Катя кивнула: биологическая экспертиза следов крови.
И если результаты подтвердят обвинение, то… Я НИКОГО НЕ УБИВАЛ! Лицо Степана стояло перед нею неотступным миражом. Я НЕ СОВЕРШАЮ БЕСЦЕЛЬНЫХ ПОСТУПКОВ!
В чертах этого призрачного лица не было ни раскаяния, ни смирения, ни жалости к тем, кто умер… Катя вздохнула. Или больной, пораженный каким-то там астроцитозом мозг уже не знает таких понятий? Ей было тревожно. Дождь по стеклу все стучал, стучал, как маленький невидимый барабанщик.
Катя отчего-то уже не сомневалась: НИЧЕГО ЕЩЕ НЕ ЗАКОНЧЕНО ПО ЭТОМУ ДЕЛУ. Возможно, все решит экспертиза следов крови, а возможно…
Глава 30
ПОБЕГ
В тот вечер — последний вечер перед началом развязки этой странной и трагической истории — Катя вернулась домой непривычно рано: в половине седьмого. Почти сразу же услышала настойчивый и длинный телефонный звонок: Кравченко объявился. Разговаривали они долго, пока у Кравченко не закончилась телефонная карта, и вроде бы ни о чем.
Кравченко жаловался, что «босс его вконец достал», озверел от процедур и больничного безделья, снова начал пить тайком от врачей. А отнимать у него бутылки и объясняться с австрийским персоналом санатория Вадьке уже осточертело.
В Бад-Халле тоже зарядили дожди: над Альпами тучи.
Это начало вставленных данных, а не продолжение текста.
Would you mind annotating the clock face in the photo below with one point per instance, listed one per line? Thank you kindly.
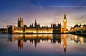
(64, 20)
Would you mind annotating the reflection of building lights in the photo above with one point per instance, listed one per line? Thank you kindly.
(81, 39)
(64, 20)
(81, 25)
(76, 38)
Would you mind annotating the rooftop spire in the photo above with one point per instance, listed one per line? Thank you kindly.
(20, 16)
(65, 15)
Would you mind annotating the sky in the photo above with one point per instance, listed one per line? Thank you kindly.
(45, 12)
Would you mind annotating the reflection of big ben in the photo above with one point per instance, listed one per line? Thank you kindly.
(64, 23)
(20, 44)
(64, 42)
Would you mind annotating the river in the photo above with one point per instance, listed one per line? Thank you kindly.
(42, 45)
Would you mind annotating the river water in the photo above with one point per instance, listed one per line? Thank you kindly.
(42, 45)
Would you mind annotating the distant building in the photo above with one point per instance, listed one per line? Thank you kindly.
(31, 29)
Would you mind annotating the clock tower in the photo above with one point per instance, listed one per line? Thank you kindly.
(64, 22)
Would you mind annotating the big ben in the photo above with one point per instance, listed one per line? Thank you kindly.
(64, 23)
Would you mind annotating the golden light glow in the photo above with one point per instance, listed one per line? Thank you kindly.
(81, 25)
(81, 39)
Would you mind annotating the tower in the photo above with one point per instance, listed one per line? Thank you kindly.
(64, 22)
(20, 22)
(35, 23)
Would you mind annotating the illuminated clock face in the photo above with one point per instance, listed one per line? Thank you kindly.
(64, 20)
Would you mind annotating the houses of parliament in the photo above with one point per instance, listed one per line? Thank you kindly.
(36, 27)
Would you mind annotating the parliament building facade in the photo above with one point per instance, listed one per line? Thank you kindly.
(36, 28)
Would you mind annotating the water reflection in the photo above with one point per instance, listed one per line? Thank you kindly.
(35, 38)
(78, 39)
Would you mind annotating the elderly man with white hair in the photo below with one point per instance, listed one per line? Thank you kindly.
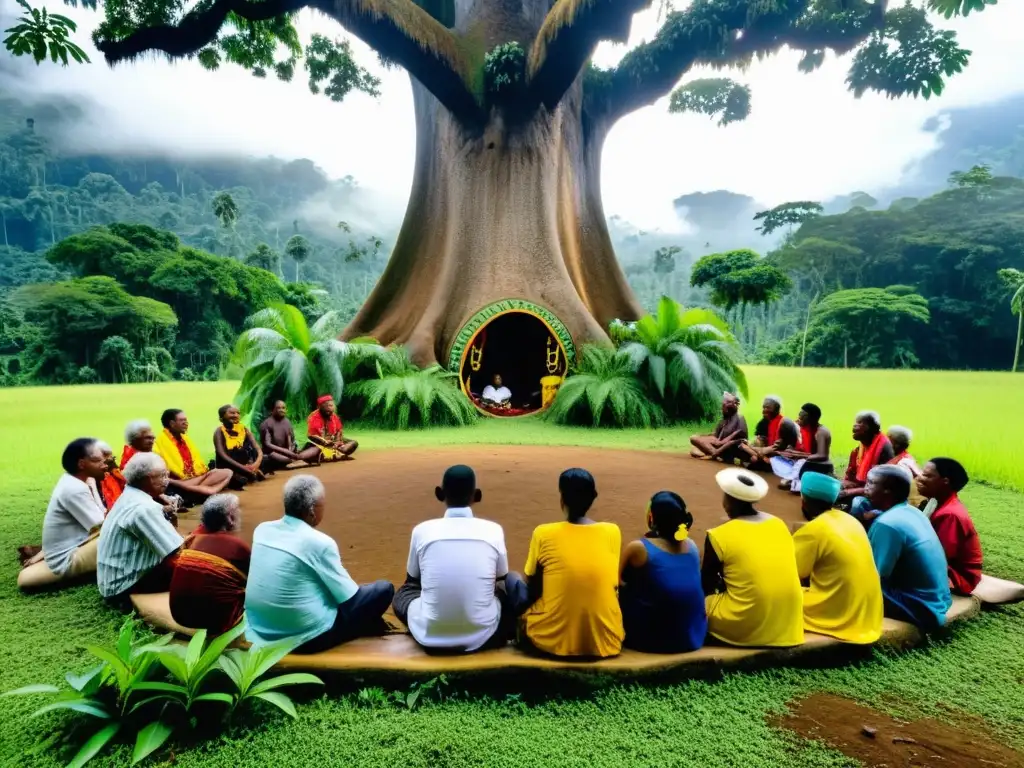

Народу на курорте много, но все в основном подагрические старцы, ожирелые тетки да рахитичные юнцы, отправленные богатыми родителями излечиваться от пагубной страсти к наркотикам… Словом — смертная скука.
Катя через каждые пять минут спрашивала: «Вадечка, а когда ты приедешь?» Он обещался недельки через полторы: боссу Чугунову и самому уже невтерпеж, да денежки за полный курс лечения уплачены. «Двадцать третьего июня у него последние грязи, думаю, после них сразу же велит билеты заказывать, — сообщил Кравченко. — Ну а у тебя как дела?»
Но Катя и словом не обмолвилась о том, что произошло за эти дни с ней. Разговор с Кравченко — в будущем. Они сядут друг против друга, она должна будет видеть Вадькины глаза.
Остальное — неважно.
«Я и вправду по тебе соскучился, Катька, — выдал он напоследок весьма жизнерадостно. — В следующий раз закатимся на альпийский курорт вместе, вот только деньжонок наскребем. Семейной паре тут найдется чем заняться».
Катя ответила: да, конечно. А потом традиционное: «И я тебя люблю. Целую». И разговор закончился. С Кравченко у них никогда не выходило нормального телефонного разговора — только какой-то треп. И в этом, наверное, техника была виновата: телефон — неудачный посредник.
По телефону за жизнь можно было с чувством, с толком, с расстановкой часами толковать только с одним человеком — Мещерским. И не только беседовать за жизнь, но и получать дельные советы, рассеивать сомнения, обсуждать чужие тайны, даже пытаться решать некие смутные загадки, неотступно терзающие ум.